We're closer to finding out, as the city of Austin gets ready to publish its first "Airport Seeking Developer" personal ad. That would be the request for qualifications (RFQ) for potential master developers to implement the adopted redevelopment plan for the former Robert Mueller Municipal Airport. The RFQ should hit the streets around March 22, and the city's appointed Mueller Redevelopment and Implementation Commission will meet on Fat Tuesday -- its third meeting this month -- to discuss the draft presented by the city's Mueller consultants, San Francisco-based Roma Design Group.
Naturally, since the New Mueller is a 709-acre, 20-year, maybe-$500-million-or-more project, the city wants to choose carefully. Maybe. Or maybe the city just wants to deal Mueller away as quickly as possible -- perhaps to Stratus Properties, which would also advance the ball on protecting Barton Springs. Or maybe we should hold a potential developer to even higher standards than the RMMA plan would strictly require. And so on.

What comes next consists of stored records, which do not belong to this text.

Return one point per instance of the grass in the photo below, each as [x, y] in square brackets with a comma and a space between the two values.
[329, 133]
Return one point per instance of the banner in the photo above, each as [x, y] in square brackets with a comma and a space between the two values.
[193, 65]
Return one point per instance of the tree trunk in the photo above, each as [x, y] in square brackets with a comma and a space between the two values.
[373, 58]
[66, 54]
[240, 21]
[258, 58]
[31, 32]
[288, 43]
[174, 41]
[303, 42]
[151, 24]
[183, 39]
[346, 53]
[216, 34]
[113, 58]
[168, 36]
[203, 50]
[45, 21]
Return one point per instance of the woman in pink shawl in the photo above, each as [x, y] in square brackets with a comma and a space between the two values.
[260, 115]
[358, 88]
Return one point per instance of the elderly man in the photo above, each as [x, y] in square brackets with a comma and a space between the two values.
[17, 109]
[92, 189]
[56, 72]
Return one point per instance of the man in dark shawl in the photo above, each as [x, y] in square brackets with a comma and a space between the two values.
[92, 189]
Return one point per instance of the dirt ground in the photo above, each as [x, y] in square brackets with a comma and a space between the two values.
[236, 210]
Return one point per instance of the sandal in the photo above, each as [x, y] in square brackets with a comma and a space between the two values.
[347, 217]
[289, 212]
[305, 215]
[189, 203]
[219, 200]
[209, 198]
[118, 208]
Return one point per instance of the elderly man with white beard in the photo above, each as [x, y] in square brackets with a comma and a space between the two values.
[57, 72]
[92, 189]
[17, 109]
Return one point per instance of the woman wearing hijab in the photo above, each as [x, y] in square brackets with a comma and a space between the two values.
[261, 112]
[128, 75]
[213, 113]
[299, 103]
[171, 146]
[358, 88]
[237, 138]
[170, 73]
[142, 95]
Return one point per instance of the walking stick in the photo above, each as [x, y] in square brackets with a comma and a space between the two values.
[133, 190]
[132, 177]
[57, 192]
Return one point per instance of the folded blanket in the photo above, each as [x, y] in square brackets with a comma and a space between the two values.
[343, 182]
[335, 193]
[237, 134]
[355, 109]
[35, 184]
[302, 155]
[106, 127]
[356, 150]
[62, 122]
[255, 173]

All of which has made the issuance of an RFQ -- in a typical city a matter of routine procedure -- into a political act, shaped by public and private pressures from constituents who see, or claim to see, the Mueller master plan as a dream, a starting point, or the gospel. Strict policy hygiene would call for an RFQ to elaborate the minimum you'll accept in a dance partner. The subsequent request for proposals (RFP), issued to the handful of most promising RFQ respondents, is where you go for the ideal.
According to the Roma team -- in particular Jim Musbach of Economic and Planning Systems, Inc., the Mueller project's lead economic advisor -- a Mueller master developer should score well on these five criteria, included in the draft RFQ:
° "Experience in developing large scale, publicly owned real estate assets." This should guarantee that teams advancing to the RFP stage are led only by the first-class national big-boy players.
° "Strong financial resources." Simply preparing the Mueller site for development may cost as much as $100 million in constant dollars, and the city would like to pay for as little of that as possible. They also want to know that a developer can hang with this project for a couple of decades, though with an economy like this one, producing such evidence may be a tall order.
° "Development experience associated with the specific land uses programmed for the site." That would include most every kind of use -- residential, office, retail, mixed-use town center -- and since few developers have such eclectic bases, the eventual master developer will almost surely be a joint venture of single-use specialists.
° "Demonstrated understanding of the project, City vision, goals, and key issues." That presumes the city understands its own project, etc., which hasn't been a given over the last three months. But the RFQ notes that a "clear community vision has emerged for the RMMA site," and goes on to reference "the City's vision of a compact pedestrian-oriented mixed-use district, integrated with surrounding neighborhoods."
° "Ability to provide specified master developer tasks." These include pulling permits, marketing the New Mueller, doing demolition, building the backbone infrastructure, and developing the parcels themselves, or making them available to third-party developers.
That's all simple enough; the real magillah, not yet established, is how the city intends to score respondents on these criteria. Naturally, the Mueller Commission, not to mention Council Member Beverly Griffith and her partisans, will be casting eagle eyes to make sure that the team that includes Stratus Properties, which has already announced its intent to respond to the RFQ, doesn't get scored in some way that fails the smell test. "Even if it's not true," says Mueller Commission chair Jim Walker, "the appearance of a back-room deal is the last thing the council should want."
So far, the Mueller Commission has done its job -- to insert, in some still-not-all-that-defined manner, community oversight and input into this process -- without too many theatrics. Commission members would, ultimately, like the city to be a little more finicky, structuring the RFQ to ferret out developers with track records in affordable housing, open space creation, and other New Mueller social goals not typically rewarded by the market.
Indeed, the commission has grappled with how, if at all, to privilege master-developer aspirants who can improve upon the community-goal targets called for in the RMMA plans. The RFQ notes, or concedes, that one of the jobs of a master developer will be to "refine the plan and development program," but Mueller advocates want to make sure that we get a developer who'll refine the project in the public interest. That may be too much to extract out of the dozen or two first-round respondents with an RFQ, but short-listed candidates for an RFP -- and certainly the team the city sits down to negotiate with after the RFP -- should feel public pressure to do more than make money off of this huge city asset.